認知症とは?

認知症とは?

脳は、人間の活動をほとんどコントロールしている司令塔です。それがうまく働かなければ、精神活動も身体活動もスムーズに運ばなくなります。

かつては痴呆症といわれていた、認知症とは、いろいろな原因で脳の細胞が死んでしまったり、働きが悪くなったりしたためにさまざまな障害が起こり、生活するうえで支障が出ている状態のことを指します。

認知症高齢者の数はますます増加

65歳以上の高齢者のうち認知症を発症している人は推計15%で、2012年時点で約462万人に上ることが厚生労働省研究班の調査で明らかになっています。認知症の前段階である軽度認知障害(MCI)の高齢者も約400万人いると推計されています。

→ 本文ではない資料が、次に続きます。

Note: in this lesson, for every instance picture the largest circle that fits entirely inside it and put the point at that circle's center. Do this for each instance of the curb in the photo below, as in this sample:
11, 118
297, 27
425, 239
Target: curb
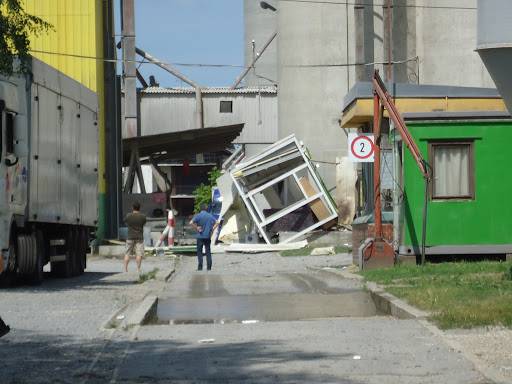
143, 313
385, 302
392, 305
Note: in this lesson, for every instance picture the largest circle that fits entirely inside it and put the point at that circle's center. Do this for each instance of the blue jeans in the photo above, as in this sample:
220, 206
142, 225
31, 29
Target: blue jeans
206, 243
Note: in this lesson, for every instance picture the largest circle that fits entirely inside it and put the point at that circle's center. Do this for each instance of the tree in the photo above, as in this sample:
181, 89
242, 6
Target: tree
16, 26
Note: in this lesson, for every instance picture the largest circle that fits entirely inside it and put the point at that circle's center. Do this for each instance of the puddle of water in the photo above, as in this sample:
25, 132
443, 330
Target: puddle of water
269, 307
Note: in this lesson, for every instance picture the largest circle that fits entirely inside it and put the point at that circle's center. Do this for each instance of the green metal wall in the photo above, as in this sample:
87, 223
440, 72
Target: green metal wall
485, 220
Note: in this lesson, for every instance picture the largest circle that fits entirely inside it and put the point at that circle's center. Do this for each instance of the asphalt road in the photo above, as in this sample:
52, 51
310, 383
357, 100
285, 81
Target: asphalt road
300, 325
319, 344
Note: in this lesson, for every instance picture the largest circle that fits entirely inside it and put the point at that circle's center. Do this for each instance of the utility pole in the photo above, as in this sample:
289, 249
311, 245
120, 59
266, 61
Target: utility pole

65歳以上の4人に1人が認知症とその“予備軍”となる計算です。

MCI(軽度認知障害)の詳細はこちら



65歳以上の高齢者における認知症の現状 (平成22年時点の推計値)

出所:
厚生労働省

主な認知症の種類

認知症にはいくつかの種類がありますが、主なものとして、以下の4つが挙げられます。

・アルツハイマー型認知症
・脳血管型認知症
・レビー小体型認知症
・前頭側頭型認知症

このうち約60%はアルツハイマー型認知症が原因で、約20%は脳血管型認知症によるものとされています。一般的に認知症=アルツハイマーと認識をされる方が多いですが、それぞれ症状や適切なケアに違いがあります。認知症の種類をしっかりと学んで、適切な対応を行いましょう。

詳しくは種類別認知症の原因と症状でご説明します。


認知症(痴呆症)になるとどんな症状が出るのでしょう?

認知症(痴呆症)の症状は、記憶障害を中心とした中核症状と、そこに本人の性格や環境の変化などが加わって起こる周辺症状があります。

中核症状とは

中核症状とは、脳の神経細胞の破壊によって起こる症状です。

代表的な症状は記憶障害で、特に、直前に起きたことも忘れるような症状が顕著です。その一方、古い過去の記憶はよく残りますが、症状の進行とともに、それらも失われることが多いようです。

また、筋道を立てた思考ができなくなる判断力の低下、時間や場所、名前などが分からなくなる見当識障害などがあります。

周辺症状とは

周辺症状は、中核症状以外にも“周辺”として起こる症状で、妄想を抱いたり、幻覚を見たり、暴力をふるったり、徘徊したりするといった精神症状が現れます。また同時に、うつや不安感、無気力といった感情障害が起こるケースもあります。

周辺症状はその人の性格や環境、人間関係などが絡み合って起きるものです。そのため、症状は人それぞれ異なり、また接する人や日時によっても大きく変わってきます。

>>認知症の中核症状と周辺症状について詳細はこちら



認知症と痴呆症の違いとは?

痴呆(症)という言葉も聞いたことがある人は多いと思います。
では、痴呆症と認知症の違いとはなんなのでしょうか?

実は、痴呆症と認知症は、違いはなく、同じ病状を指す認知症の旧称なのです。

痴呆症という言葉自体に差別的なニュアンスが含まれている用語だ、ということで、 2004年に厚生労働省の検討チームが、名称の公募などを通じて、名称の改変を決定したものです。
それ以降、一般的な利用の際や、行政用語としては「認知症」という言葉が使われるようになりました。